ACT has a habit of trying to create culture by bureaucracy. Lonsdale Street Braddon being a good example. It was growing nicely from grass roots energy and then the government declared it was a hipster precinct, muscled in and completely gutted its vibrancy.

Good article Zoya! People make our city, not buildings. Unfortunately the ACT budget is massively dependent on construction and to fund the light rail the government needs to starve cultural activities (some say even anything not connected to light rail). There’s massive profits going to a small number of developers at the cost of community facilities and services.

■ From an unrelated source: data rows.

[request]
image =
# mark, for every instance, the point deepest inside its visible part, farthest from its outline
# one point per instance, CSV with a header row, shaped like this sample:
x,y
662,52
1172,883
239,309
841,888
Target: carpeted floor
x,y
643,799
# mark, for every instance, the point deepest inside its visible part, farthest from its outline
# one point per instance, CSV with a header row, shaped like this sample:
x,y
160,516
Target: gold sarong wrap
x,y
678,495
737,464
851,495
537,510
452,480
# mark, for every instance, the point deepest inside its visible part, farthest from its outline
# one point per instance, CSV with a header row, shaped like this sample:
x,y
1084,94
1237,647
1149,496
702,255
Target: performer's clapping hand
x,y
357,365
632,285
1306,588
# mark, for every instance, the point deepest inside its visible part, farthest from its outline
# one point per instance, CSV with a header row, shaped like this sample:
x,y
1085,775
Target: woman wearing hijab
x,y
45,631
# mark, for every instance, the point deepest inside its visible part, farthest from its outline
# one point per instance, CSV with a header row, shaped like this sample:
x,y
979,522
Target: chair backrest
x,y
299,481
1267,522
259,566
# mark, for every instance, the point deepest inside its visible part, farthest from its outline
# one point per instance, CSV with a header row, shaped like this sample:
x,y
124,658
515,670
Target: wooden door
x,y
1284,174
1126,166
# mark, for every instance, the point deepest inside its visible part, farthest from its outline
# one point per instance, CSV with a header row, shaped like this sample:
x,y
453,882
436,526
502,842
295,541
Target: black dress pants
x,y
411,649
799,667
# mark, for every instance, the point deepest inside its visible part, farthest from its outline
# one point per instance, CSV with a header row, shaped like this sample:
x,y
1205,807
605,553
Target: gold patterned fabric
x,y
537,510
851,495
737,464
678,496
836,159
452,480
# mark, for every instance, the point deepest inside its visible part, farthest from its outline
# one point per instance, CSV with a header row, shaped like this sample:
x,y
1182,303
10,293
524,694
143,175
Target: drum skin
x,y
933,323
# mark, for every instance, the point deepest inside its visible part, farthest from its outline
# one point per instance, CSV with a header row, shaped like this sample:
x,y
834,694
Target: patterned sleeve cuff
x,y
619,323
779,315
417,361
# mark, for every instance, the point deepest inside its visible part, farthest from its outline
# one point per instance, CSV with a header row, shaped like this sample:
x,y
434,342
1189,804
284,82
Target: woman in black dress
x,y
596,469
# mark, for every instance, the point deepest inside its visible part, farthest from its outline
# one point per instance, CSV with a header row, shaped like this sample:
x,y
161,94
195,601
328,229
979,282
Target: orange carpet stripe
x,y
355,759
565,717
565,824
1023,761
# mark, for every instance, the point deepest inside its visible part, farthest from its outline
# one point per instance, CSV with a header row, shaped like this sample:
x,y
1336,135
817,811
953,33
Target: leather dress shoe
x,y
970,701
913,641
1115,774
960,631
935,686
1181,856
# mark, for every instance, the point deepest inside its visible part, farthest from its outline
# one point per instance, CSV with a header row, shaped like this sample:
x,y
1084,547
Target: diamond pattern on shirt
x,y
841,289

HiddenDragon6:43 pm 04 Aug 19

“Here’s the thing – you can’t create a vibrant city through imitation,”

Very well said, indeed.

Anything vaguely resembling genuine “vibrancy” (surely THE most overused word of the last 10 years) and diversity (a close runner-up) is always going to be a challenge in a town which is so strongly middle class and careerist, and generally takes itself far too seriously, but is certainly not assisted by relentless imitation – it’s so five minutes ago, complete with a rising intonation.

Megan van der Velde10:38 am 04 Aug 19

Great article Zoya. I could not agree more with everything you have said. Having lived here for 30 years I have watched the development with interest and the over development with horror. I moved from Sydney to get away from the dreaded monoliths and now we are getting inundated with them here. I only hope that the trouble Sydney is having with poor quality building puts the demand for these horrible towers down and so they stop building them. People mostly live in them because they have no choice. Build something more in line with the bush capital theme.

petunia petal2:47 pm 03 Aug 19

An excellent read Zoya – and so true about the embarrassing try-hard names and copy cat events. The government would be better off providing grants for people and groups to do interesting and creative things, and freeing them up from unnecessary regulation. Their focus should be on schools, road, hospitals etc which we ALL want fixed. The people will organically take care of the rest.